Opinion
53612.
SUBMITTED MARCH 3, 1977.
DECIDED APRIL 5, 1977.
Juvenile delinquency. Hall Juvenile Court. Before Judge Brown.
Brannon, Brannon, Thompson Fox, William S. Hardman, for appellant.
Jeff Wayne, District Attorney, Greer, Deal, Birch, Orr Jarrard, John R. Cleveland, R. Thomas Jarrard, for appellee.
The juvenile court's adjudication of the appellant's delinquency based on three separate break-ins, each constituting burglary, is authorized by the evidence. As to one burglary, the appellant, his brother and a companion were seen on a road approximately 100 feet from a burglarized residence two or three minutes after the resident had returned there. The resident found within the residence food and milk, which had been taken out of his refrigerator, which were so cold as to evidence their removal only about ten minutes before his arrival. Items stolen from this residence were later found behind a tent on the premises of the appellant's home. As to the second burglary, liquor and other items were stolen from a second residence. The liquor was found inside a third residence, where the appellant and his companions were arrested by a stake-out team after being observed entering and leaving it. Other items stolen from the second residence as well as items stolen from the third residence (constituting the third burglary) were also found at the appellant's home.

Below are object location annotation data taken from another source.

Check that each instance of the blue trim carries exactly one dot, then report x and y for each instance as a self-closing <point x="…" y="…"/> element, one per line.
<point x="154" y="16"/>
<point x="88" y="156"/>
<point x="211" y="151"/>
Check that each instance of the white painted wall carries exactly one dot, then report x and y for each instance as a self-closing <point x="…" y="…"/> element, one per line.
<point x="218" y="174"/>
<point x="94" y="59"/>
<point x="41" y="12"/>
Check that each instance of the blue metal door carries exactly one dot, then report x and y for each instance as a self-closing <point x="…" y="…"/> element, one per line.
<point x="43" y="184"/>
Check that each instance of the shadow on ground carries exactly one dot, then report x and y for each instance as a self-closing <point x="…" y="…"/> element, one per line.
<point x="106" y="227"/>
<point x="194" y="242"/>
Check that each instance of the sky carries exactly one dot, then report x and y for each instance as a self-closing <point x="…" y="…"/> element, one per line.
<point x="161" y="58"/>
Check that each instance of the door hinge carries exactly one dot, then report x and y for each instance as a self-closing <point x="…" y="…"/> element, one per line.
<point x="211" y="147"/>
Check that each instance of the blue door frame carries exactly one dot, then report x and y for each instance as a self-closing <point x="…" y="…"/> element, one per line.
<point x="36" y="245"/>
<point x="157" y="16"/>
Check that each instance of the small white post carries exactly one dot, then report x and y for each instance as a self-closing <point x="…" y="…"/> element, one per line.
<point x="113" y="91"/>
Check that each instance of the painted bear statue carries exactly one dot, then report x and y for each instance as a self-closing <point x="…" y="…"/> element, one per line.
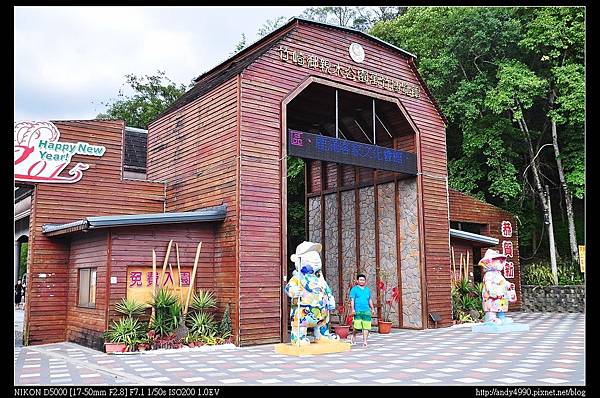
<point x="497" y="292"/>
<point x="312" y="299"/>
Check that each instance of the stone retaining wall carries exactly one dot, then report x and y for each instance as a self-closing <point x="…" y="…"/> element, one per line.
<point x="567" y="298"/>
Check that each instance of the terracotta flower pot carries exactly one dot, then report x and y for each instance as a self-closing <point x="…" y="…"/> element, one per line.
<point x="384" y="327"/>
<point x="342" y="331"/>
<point x="114" y="347"/>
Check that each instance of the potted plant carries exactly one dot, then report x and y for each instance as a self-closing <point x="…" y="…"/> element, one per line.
<point x="390" y="297"/>
<point x="343" y="311"/>
<point x="123" y="335"/>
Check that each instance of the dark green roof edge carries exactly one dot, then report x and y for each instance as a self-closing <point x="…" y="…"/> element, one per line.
<point x="216" y="213"/>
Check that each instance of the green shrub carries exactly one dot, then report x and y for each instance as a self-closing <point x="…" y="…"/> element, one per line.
<point x="168" y="312"/>
<point x="130" y="308"/>
<point x="569" y="274"/>
<point x="540" y="274"/>
<point x="203" y="299"/>
<point x="126" y="330"/>
<point x="202" y="323"/>
<point x="225" y="325"/>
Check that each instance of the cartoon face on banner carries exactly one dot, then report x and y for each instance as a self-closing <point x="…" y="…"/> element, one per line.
<point x="507" y="248"/>
<point x="509" y="270"/>
<point x="40" y="157"/>
<point x="506" y="229"/>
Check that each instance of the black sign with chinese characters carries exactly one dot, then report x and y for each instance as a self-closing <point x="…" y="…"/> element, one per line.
<point x="330" y="149"/>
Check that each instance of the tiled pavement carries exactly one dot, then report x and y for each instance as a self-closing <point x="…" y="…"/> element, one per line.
<point x="552" y="352"/>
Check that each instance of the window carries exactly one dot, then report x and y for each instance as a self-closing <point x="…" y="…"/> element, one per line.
<point x="87" y="287"/>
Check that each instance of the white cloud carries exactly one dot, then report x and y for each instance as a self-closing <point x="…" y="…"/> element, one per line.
<point x="67" y="57"/>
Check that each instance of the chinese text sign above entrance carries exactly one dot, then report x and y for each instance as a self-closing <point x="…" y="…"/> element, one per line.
<point x="321" y="147"/>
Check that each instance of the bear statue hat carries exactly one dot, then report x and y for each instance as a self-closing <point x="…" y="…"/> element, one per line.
<point x="490" y="255"/>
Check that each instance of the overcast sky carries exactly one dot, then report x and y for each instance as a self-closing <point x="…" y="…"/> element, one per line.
<point x="70" y="59"/>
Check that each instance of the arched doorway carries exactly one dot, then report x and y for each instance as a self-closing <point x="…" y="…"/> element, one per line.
<point x="360" y="214"/>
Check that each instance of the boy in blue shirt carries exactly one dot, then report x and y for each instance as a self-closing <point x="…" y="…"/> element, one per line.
<point x="362" y="307"/>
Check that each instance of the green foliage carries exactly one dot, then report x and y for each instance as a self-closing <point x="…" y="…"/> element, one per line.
<point x="240" y="46"/>
<point x="126" y="330"/>
<point x="466" y="298"/>
<point x="152" y="95"/>
<point x="203" y="299"/>
<point x="490" y="68"/>
<point x="295" y="202"/>
<point x="540" y="274"/>
<point x="168" y="312"/>
<point x="23" y="259"/>
<point x="130" y="308"/>
<point x="225" y="324"/>
<point x="516" y="89"/>
<point x="270" y="25"/>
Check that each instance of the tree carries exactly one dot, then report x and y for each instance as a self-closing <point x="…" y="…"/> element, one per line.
<point x="152" y="95"/>
<point x="360" y="18"/>
<point x="511" y="82"/>
<point x="556" y="36"/>
<point x="271" y="25"/>
<point x="240" y="46"/>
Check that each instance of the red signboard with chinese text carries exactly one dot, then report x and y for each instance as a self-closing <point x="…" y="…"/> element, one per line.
<point x="140" y="283"/>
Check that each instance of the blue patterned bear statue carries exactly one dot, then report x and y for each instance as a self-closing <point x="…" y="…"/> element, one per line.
<point x="312" y="299"/>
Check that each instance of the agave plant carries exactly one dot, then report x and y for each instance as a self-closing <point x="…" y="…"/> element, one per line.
<point x="203" y="299"/>
<point x="125" y="330"/>
<point x="163" y="299"/>
<point x="167" y="312"/>
<point x="130" y="308"/>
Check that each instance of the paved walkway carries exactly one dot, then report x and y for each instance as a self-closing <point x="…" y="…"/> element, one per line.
<point x="552" y="352"/>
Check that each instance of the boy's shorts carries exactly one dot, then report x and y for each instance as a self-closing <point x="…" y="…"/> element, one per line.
<point x="362" y="320"/>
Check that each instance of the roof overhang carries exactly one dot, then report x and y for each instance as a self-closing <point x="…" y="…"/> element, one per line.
<point x="480" y="240"/>
<point x="216" y="213"/>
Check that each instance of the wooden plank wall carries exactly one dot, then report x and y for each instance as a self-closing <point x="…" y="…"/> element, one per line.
<point x="195" y="151"/>
<point x="132" y="246"/>
<point x="93" y="195"/>
<point x="468" y="209"/>
<point x="265" y="84"/>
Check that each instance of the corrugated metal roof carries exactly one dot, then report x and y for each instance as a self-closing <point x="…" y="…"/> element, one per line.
<point x="455" y="233"/>
<point x="216" y="213"/>
<point x="235" y="64"/>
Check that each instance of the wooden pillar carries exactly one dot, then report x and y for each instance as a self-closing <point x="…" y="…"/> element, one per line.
<point x="377" y="270"/>
<point x="398" y="250"/>
<point x="339" y="237"/>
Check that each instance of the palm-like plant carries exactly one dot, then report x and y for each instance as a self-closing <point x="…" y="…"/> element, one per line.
<point x="130" y="308"/>
<point x="168" y="312"/>
<point x="203" y="299"/>
<point x="125" y="330"/>
<point x="202" y="323"/>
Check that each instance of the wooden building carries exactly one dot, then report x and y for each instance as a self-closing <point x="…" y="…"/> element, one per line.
<point x="223" y="145"/>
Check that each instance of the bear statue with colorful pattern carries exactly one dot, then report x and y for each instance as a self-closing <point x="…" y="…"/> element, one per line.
<point x="312" y="299"/>
<point x="497" y="292"/>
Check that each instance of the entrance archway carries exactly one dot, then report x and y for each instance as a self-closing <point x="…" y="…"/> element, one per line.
<point x="359" y="214"/>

The appellant contends that the circumstantial evidence did not exclude the "reasonable" hypothesis that his brother had stolen all of the items. "`In making a determination of whether any other reasonable hypothesis exists, the defendant's explanation must be taken into consideration insofar as it is consistent with the circumstantial evidence properly admitted.'. . `All that the law requires is that the evidence be such as to justify the inference, beyond a reasonable doubt, that the ... act has been committed.'" Townsend v. State, 127 Ga. App. 797, 799 (2) ( 195 S.E.2d 474) (1972) and cits. The appellant's explanation was inconsistent with the circumstantial evidence hereinabove stated, as well as the testimony of his brother admitting having stolen some, but not all of the items, and denying knowledge of how the remainder of the items had come to be at their home.
Judgment affirmed. Deen, P. J., and Webb, J., concur.